W momencie, w którym trzymacie ten najnowszy numer CRN-a, albo przeglądacie go na ekranach swoich „urządzeń dostępowych” (jak to określają fachowcy), mija właśnie rok od czasu, kiedy ten magazyn po raz kolejny w swych blisko 25-letnich dziejach odrodził się do nowego życia. Stało się to za sprawą kilkorga (nie bójmy się tego powiedzieć) wariatów i świrów, dotychczas od lat zaangażowanych w tworzenie tego tytułu i dwóch wciągniętych przez tych świrów inwestorów, którzy jakoś tam stanęli na drodze tychże niespełna rozumu ludzi wierzących bezgranicznie w to, że to, co robią, ma wartość i przyszłość.

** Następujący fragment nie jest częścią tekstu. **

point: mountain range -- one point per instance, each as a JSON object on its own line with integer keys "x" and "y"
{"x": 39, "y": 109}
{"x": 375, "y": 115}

A łatwo nie było, bo od samego początku Burda miała kłopot z CRN-em w Polsce i to z kilku powodów. Po pierwsze: działał w dziedzinie obcej wydawnictwu o lifestyle’owym charakterze, czyli był w niszy nisz. Po drugie: dla odbiorcy-czytelnika był za darmo, czyli bezpłatnie, co już samo z siebie budziło duże zastrzeżenie wydawnictwa, bo „jak można na tym zarabiać, skoro za to nikt nic nie płaci?”. Po trzecie: tytuł miał wydzielony zespół redakcyjny, który choćby z tych dwóch wcześniej wymienionych powodów, trudno było zintegrować z pozostałymi w wydawnictwie oraz jego obsługę uwspólnić, co jak wiadomo jest główną troską wszelkich korporacji i bez tej „urawniłowki” nie ma mowy o koncernie, o którym marzy każdy jego funkcjonariusz. Po czwarte: realizował model B2B kompletnie obcy Burdzie, dla której skomplikowane dywagacje na temat „dwupoziomowego modelu dystrybucji”, „kanału partnerskiego”, czy „programów edukacyjnych”, „certyfikatów”, „subskrypcyjnego modelu działania”, to jeśli nie bełkot, to na pewno język obcy. Po piąte: zarabiał i przynosił zyski, więc choć był ciałem obcym, to raczej kolcem róży wbitym w palec funkcjonariuszom tegoż koncernu. Ba, ale to był kolec ze złota, więc chirurgiczne cięcie przekładano na wszelkie sposoby mimo kilkakrotnych prób ostatecznego rozwiązania.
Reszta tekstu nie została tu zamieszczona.